Il Bodo/Glimt ha annunciato il suo nuovo stadio: avrà 10mila posti, sarà a forma di diamante e verrà costruito con materiali sostenibili e adatti per il Circolo Polare Artico

La struttura punta a essere un punto di riferimento per gli impianti sportivi in aree caratterizzate da un clima estremo.
di Redazione Undici 30 Aprile 2026 alle 15:12

Dopo l’ottimo cammino in Champions League, il Bodo/Glimt – la prima una squadra norvegese arrivata a giocare la fase a eliminazione diretta dai tempi del Rosenborg, ad anni Novanta – ha tutto ciò che serve per pensare in grande. E infatti il club del circolo polare artico ha presentato ufficialmente l’ambizioso progetto del suo nuovo stadio, un’opera che promette di ridefinire l’architettura sportiva norvegese.
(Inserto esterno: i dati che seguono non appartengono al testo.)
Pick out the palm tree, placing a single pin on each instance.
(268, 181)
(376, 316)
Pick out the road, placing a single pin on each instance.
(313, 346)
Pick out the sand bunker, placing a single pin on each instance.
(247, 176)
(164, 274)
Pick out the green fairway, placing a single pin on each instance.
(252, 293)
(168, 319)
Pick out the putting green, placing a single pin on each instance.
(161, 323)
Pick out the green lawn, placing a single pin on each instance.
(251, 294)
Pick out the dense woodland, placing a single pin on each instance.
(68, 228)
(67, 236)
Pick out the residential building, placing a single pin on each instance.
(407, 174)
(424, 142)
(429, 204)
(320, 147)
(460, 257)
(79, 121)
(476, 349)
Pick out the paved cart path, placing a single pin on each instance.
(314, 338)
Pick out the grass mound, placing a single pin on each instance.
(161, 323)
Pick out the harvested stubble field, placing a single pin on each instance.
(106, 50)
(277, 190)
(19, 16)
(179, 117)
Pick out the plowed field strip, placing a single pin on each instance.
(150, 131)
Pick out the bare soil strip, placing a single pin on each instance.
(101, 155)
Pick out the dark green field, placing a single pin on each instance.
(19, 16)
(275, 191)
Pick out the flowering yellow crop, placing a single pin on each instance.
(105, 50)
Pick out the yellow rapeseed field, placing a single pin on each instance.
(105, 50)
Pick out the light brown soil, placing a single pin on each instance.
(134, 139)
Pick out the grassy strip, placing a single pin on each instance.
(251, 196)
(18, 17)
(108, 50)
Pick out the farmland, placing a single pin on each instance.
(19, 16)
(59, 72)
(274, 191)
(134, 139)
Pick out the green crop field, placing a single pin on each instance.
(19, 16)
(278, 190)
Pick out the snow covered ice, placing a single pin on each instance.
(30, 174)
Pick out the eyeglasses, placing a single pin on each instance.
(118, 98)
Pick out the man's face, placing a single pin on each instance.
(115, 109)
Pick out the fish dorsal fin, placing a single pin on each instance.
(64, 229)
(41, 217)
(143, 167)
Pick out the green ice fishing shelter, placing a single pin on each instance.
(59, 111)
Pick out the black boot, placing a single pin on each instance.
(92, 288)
Con un investimento di circa 110 milioni di euro, l’impianto si distinguerà per un design innovativo ispirato alla geometria di un diamante, per un’estetica all’avanguardia mescolata con una funzionalità estrema, adattata alle esigenze delle estreme condizioni climatiche in cui è immersa la città di Bodo.

Come sottolineato da Marca, la sostenibilità è al centro del progetto: i materiali messi in priorità sono quelli riciclati, e hanno origine locale, in modo da ridurre al minimo l’impronta di carbonio. Tra i dettagli più distintivi del nuovo stadio, ci saranno sedili in legno giallo: un richiamo all’identità cromatica del Bodo/Glimt, ma anche un impegno verso materiali organici e durevoli, adatti alle condizioni climatiche del Circolo Polare Artico. Progettato per ospitare circa 10mila tifosi, il complesso sarà completamente al coperto, così da garantire comfort termico e protezione da vento e neve. L’appalto per gli impianti elettrici è stato affidato a Haneseth, azienda locale che fa della cura dell’ambiente una missione.

L’amministratore delegato del Bodø/Glimt, Frode Thomassen, ha sottolineato che «i valori su cui si fonda il nostro club sono prestazioni, sviluppo, lealtà e coesione. Non stiamo solo costruendo uno stadio, ma un punto di riferimento per il futuro del nostro territorio, non solo in ambito sportivo». In questo senso, la collaborazione con Haneseth e con altre imprese locali è un segnale importante. Anche perché il progetto va decisamente oltre l’impiantistica sportiva: il Bodo/Glimt, in questo modo, punta a diventare un riferimento mondiale su come integrare un’infrastruttura d’élite in ambienti naturali ad alta complessità.